Non mancano le sfide, ma neppure le difficoltà. Renato Ravanelli, già capo azienda di A2a, sarà dunque l’amministratore delegato di F2i, sgr nata nel 2007 ad opera di Cdp, nove fondazioni bancarie, Intesa, Unicredit, due casse di previdenza e la società Ardian.
Ravanelli prende il posto di Vito Gamberale, da tempo in uscita, anche perché non più in sintonia con i soci, specie con quelli bancari del fondo, dopo che l’ex top manager di Stato aveva capitanato un gruppo di azionisti Telecom per soppiantare il precedente vertice dell’ex società monopolista; tentativo poi non andato in porto. L’ex manager delle partecipazioni statali, come oggi scrive Carlotta Scozzari sul quotidiano Repubblica, si sarebbe assicurato una liquidazione di circa 5 milioni di euro.
Nessun avvicendamento, invece, alla presidenza di F2i. Resta Giuliano Asperti, e dunque non arriva Vittorio Terzi, ex Mc Kinsey. I soci bancari del fondo non avrebbero dato il via libera per una questione di divisioni di deleghe tra il nuovo ad e il presidente subentrante.
Il nuovo capo azienda Ravanelli si trova ora ad affrontare due dossier in particolare: Metroweb (posseduto da F2i ed Fsi) e il secondo fondo infrastrutturale.
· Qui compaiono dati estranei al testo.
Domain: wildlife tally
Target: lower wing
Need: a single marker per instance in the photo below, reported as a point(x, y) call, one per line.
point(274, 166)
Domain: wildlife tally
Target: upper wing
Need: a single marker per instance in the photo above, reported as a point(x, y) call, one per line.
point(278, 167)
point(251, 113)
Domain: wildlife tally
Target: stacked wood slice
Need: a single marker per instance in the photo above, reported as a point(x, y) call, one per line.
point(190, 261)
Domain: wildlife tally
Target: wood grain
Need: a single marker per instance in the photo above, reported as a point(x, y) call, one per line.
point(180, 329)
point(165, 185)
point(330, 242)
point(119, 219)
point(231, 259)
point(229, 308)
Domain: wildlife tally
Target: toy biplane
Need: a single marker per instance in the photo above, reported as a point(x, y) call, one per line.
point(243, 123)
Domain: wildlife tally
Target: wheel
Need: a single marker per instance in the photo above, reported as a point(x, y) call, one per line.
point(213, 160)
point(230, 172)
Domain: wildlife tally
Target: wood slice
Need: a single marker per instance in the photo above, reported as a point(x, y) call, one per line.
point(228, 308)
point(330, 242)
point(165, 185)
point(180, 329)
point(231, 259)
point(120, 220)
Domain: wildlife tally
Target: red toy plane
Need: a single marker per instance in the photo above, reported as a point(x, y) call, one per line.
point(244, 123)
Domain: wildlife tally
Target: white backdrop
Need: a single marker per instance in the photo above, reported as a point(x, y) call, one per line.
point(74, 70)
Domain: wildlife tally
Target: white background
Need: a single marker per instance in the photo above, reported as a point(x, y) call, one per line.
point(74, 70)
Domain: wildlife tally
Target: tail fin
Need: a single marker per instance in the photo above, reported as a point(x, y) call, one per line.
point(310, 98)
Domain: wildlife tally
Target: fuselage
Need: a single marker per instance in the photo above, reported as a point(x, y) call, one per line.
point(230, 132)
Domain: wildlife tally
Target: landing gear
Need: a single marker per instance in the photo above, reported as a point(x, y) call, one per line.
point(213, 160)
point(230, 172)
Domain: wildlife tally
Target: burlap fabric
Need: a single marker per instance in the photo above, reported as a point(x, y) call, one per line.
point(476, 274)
Il cda di Telecom ha dato mandato all’ad Marco Patuano di valutare l’acquisizione delle quote in possesso di F2i in Metroweb, appesantita finanziariamente per gli ingenti investimenti nella fibra ottica ma proprio per questo appetita dalle società del settore. Solo che dopo l’interesse per Metroweb da parte del gruppo presieduto da Giuseppe Recchi ci sono state alcune reazioni politiche ostili, le perplessità al momento non ostative ma neppure troppo benevole di ambienti istituzionali e i primi esposti per rischio antitrust presentati da alcuni movimenti dei consumatori.
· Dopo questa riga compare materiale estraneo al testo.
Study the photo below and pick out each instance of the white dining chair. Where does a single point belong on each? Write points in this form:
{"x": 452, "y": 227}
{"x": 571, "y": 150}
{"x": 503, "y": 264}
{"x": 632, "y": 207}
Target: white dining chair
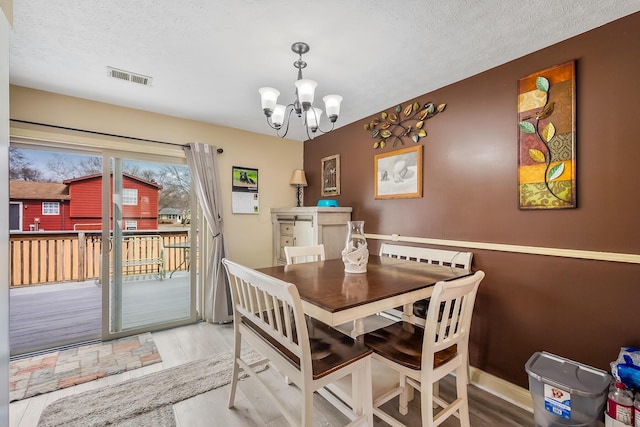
{"x": 267, "y": 314}
{"x": 417, "y": 311}
{"x": 296, "y": 254}
{"x": 423, "y": 356}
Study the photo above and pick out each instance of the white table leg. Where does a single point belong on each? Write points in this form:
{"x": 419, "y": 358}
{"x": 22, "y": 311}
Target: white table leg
{"x": 358, "y": 328}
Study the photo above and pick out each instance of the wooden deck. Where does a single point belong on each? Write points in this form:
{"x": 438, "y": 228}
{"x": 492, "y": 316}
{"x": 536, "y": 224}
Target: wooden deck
{"x": 56, "y": 315}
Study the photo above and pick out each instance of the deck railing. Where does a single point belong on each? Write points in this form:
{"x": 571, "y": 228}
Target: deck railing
{"x": 65, "y": 256}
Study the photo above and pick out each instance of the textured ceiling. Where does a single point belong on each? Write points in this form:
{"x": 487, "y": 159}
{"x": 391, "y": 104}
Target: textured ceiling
{"x": 207, "y": 58}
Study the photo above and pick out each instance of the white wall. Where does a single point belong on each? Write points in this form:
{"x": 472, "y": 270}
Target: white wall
{"x": 4, "y": 221}
{"x": 248, "y": 236}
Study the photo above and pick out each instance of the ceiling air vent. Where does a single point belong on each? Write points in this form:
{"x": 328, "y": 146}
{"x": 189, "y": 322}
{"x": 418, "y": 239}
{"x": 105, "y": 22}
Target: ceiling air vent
{"x": 129, "y": 76}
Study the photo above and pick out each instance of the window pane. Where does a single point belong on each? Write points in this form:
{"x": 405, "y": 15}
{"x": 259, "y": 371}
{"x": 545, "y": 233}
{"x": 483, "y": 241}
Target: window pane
{"x": 50, "y": 208}
{"x": 130, "y": 196}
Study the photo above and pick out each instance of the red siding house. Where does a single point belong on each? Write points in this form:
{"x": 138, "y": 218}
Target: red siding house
{"x": 76, "y": 204}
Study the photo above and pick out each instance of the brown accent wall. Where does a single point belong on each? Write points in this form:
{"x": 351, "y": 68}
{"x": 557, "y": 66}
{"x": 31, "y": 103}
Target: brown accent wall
{"x": 581, "y": 309}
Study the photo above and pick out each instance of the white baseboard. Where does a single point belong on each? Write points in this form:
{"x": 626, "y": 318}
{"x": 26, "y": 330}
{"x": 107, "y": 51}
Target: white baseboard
{"x": 503, "y": 389}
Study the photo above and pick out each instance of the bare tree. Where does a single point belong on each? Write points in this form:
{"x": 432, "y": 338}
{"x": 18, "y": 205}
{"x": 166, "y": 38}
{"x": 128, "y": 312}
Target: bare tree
{"x": 20, "y": 168}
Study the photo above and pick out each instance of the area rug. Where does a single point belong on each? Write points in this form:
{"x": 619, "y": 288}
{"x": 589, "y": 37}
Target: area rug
{"x": 144, "y": 401}
{"x": 52, "y": 371}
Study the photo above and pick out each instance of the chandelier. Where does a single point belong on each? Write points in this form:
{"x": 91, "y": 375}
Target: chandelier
{"x": 279, "y": 116}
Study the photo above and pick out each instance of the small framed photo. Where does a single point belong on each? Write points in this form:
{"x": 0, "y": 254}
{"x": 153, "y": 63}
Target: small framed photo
{"x": 398, "y": 174}
{"x": 330, "y": 168}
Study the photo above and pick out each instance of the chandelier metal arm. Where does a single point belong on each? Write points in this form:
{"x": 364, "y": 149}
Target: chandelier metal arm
{"x": 290, "y": 108}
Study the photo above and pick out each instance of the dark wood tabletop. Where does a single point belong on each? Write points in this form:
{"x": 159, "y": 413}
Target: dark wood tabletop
{"x": 388, "y": 283}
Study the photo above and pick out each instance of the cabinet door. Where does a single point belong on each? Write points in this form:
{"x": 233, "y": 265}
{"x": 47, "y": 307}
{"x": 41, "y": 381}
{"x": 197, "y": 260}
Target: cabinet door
{"x": 303, "y": 232}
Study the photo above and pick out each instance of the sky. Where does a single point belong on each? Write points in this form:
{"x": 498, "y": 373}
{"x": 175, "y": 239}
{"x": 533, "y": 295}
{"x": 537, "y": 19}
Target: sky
{"x": 39, "y": 159}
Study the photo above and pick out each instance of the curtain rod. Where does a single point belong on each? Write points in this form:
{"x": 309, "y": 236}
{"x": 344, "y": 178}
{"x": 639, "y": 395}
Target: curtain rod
{"x": 220, "y": 150}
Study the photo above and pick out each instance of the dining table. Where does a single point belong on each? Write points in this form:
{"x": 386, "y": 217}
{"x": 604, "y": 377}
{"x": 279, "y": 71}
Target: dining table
{"x": 335, "y": 297}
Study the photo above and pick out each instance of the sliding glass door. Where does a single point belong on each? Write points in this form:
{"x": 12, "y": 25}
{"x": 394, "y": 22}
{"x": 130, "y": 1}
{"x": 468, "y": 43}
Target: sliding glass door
{"x": 101, "y": 246}
{"x": 150, "y": 274}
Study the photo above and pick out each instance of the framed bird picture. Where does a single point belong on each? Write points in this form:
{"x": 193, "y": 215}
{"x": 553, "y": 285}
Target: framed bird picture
{"x": 398, "y": 174}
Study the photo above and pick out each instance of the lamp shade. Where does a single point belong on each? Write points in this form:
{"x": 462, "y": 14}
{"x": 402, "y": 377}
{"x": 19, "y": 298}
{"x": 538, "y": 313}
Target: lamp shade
{"x": 313, "y": 118}
{"x": 269, "y": 97}
{"x": 298, "y": 178}
{"x": 332, "y": 105}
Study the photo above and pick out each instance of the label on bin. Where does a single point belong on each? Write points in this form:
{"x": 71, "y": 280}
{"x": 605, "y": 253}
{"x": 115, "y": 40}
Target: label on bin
{"x": 557, "y": 401}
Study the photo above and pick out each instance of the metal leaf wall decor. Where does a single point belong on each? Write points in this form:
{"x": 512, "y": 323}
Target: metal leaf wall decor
{"x": 404, "y": 123}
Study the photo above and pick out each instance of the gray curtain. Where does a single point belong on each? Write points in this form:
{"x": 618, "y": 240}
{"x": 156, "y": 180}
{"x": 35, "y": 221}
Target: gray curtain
{"x": 203, "y": 166}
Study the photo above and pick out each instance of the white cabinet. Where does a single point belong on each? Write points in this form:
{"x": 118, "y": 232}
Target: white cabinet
{"x": 310, "y": 225}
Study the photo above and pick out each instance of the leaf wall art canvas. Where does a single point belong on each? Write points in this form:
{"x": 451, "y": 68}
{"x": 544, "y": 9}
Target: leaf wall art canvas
{"x": 546, "y": 139}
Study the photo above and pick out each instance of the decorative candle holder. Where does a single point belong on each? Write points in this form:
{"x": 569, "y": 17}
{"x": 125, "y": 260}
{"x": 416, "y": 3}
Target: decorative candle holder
{"x": 355, "y": 254}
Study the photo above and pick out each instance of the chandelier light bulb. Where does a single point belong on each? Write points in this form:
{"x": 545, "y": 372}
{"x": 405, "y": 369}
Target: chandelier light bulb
{"x": 277, "y": 118}
{"x": 269, "y": 97}
{"x": 313, "y": 118}
{"x": 332, "y": 105}
{"x": 306, "y": 90}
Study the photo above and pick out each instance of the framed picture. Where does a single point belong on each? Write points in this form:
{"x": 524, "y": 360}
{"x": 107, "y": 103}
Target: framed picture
{"x": 244, "y": 179}
{"x": 547, "y": 139}
{"x": 244, "y": 191}
{"x": 330, "y": 167}
{"x": 398, "y": 174}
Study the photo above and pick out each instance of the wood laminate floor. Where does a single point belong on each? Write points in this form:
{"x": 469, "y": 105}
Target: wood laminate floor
{"x": 184, "y": 344}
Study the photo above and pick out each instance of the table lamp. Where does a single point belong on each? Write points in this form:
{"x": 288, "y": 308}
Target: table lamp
{"x": 299, "y": 180}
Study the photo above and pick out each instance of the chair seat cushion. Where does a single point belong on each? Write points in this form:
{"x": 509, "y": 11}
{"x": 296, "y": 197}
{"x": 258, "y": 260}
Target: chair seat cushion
{"x": 401, "y": 343}
{"x": 330, "y": 348}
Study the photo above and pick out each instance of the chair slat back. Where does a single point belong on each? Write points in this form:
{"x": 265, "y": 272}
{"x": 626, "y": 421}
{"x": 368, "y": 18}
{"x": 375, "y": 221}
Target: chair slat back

Il secondo dossier caldo che si troverà ad affrontare Ravanelli è il definitivo decollo in termini di raccolta del secondo fondo infrastrutturale di F2i.
Il fondo sovrano China Investment Corporation è disposto a sborsare 300 milioni di euro, dei 1200 totali del secondo fondo di F2i, ma in cambio chiede “alcune precise garanzie di governance”, ha svelato Luca Pagni del quotidiano la Repubblica: avere voce in capitolo “sulle eventuali operazione di di acquisizione che F2i andrà a fare nei prossimi anni” e “sulla scelta dei manager che andranno a dirigere le società controllate o la nomina dei consiglieri di amministrazione”.
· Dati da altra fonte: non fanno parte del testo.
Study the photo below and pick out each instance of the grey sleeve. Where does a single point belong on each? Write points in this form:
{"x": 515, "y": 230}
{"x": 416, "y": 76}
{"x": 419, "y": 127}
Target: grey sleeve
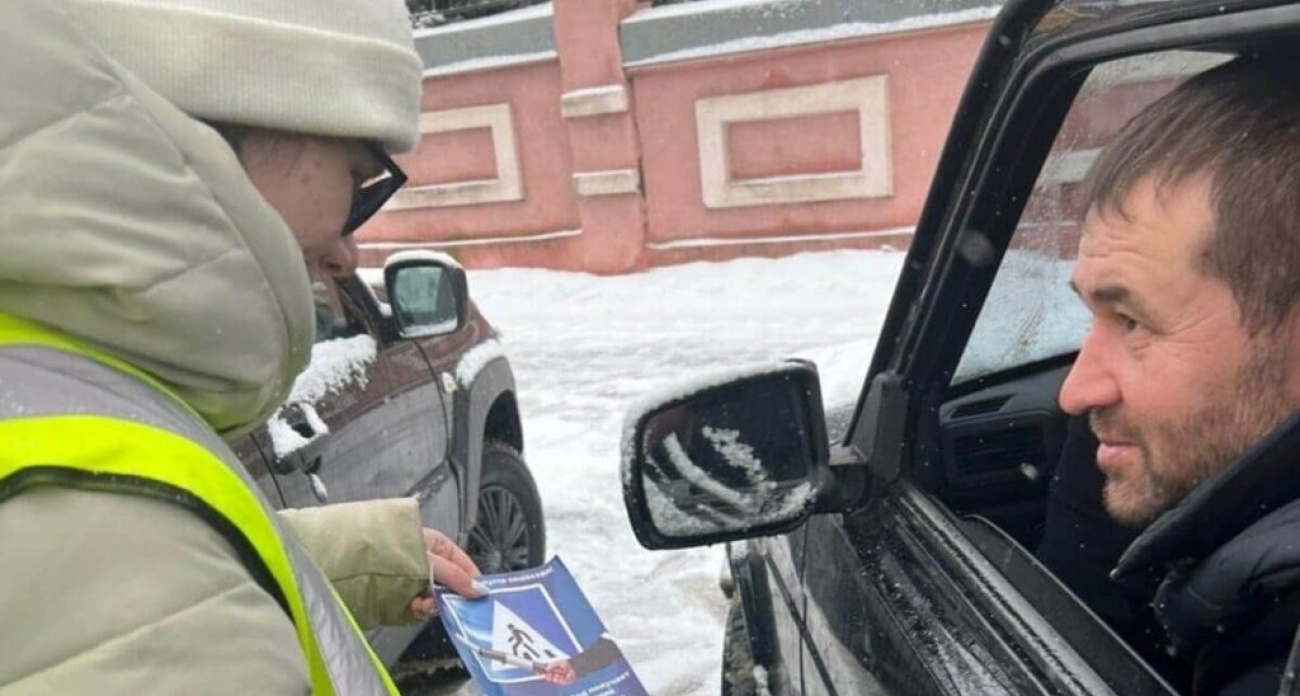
{"x": 121, "y": 595}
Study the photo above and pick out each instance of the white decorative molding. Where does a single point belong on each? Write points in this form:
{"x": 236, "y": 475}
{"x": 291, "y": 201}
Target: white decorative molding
{"x": 508, "y": 184}
{"x": 703, "y": 242}
{"x": 609, "y": 182}
{"x": 872, "y": 178}
{"x": 594, "y": 102}
{"x": 449, "y": 243}
{"x": 1069, "y": 165}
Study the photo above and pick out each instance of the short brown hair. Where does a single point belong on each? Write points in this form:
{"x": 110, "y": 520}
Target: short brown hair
{"x": 1238, "y": 122}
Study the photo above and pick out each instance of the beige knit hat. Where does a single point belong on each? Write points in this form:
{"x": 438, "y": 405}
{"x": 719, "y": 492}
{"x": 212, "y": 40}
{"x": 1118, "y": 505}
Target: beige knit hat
{"x": 339, "y": 68}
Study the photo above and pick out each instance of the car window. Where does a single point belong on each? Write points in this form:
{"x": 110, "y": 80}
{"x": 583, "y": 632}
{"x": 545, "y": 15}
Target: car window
{"x": 1031, "y": 314}
{"x": 332, "y": 321}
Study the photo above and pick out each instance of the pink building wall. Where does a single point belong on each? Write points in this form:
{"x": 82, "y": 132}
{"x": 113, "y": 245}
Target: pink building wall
{"x": 605, "y": 167}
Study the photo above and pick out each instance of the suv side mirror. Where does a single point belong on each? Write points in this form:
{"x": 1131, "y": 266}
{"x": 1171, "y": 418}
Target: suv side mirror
{"x": 740, "y": 455}
{"x": 428, "y": 293}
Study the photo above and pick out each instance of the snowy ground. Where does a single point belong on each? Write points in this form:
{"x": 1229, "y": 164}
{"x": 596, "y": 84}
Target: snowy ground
{"x": 585, "y": 348}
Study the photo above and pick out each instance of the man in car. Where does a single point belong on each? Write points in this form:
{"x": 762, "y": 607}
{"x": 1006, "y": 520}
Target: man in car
{"x": 154, "y": 299}
{"x": 1190, "y": 374}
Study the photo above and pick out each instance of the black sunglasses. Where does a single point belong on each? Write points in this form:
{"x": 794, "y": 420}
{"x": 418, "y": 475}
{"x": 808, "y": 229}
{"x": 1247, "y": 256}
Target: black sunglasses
{"x": 373, "y": 193}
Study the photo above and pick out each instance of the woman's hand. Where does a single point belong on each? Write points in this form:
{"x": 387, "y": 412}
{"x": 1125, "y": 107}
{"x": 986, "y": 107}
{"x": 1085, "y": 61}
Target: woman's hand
{"x": 449, "y": 566}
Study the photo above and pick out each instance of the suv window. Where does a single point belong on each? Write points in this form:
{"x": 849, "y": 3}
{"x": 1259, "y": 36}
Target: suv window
{"x": 1030, "y": 314}
{"x": 332, "y": 321}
La Cdp presieduta da Franco Bassanini e guidata dall’ad, Giovanni Gorno Tempini, è favorevole all’ingresso del fondo sovrano cinese: d’altronde i vertici della Cassa depositi e prestiti si sono prodigati non poco per l’entrata con il 35% di China State Grid in Cdp Reti, che detiene quote di controllo nelle strategiche Snam e Terna.
E gli altri soci? Le fondazioni bancarie, almeno formalmente, non hanno nulla in contrario, stando alle parole pronunciate nei giorni scorsi dal presidente dell’Acri, Giuseppe Guzzetti: “Tutti gli investitori sono i benvenuti”, ha detto il presidente di Cariplo. Eppure fra le altre fondazioni azioniste si raccolgono dubbi e interrogativi, anche se non esternati in pubblico.
Più frastagliato appare il quadro delle banche. Secondo le indiscrezioni raccolte da Formiche.net, Unicredit non ha opposto perplessità, diverso è l’atteggiamento di Intesa.
Sarà Ravanelli a sbrogliare la matassa?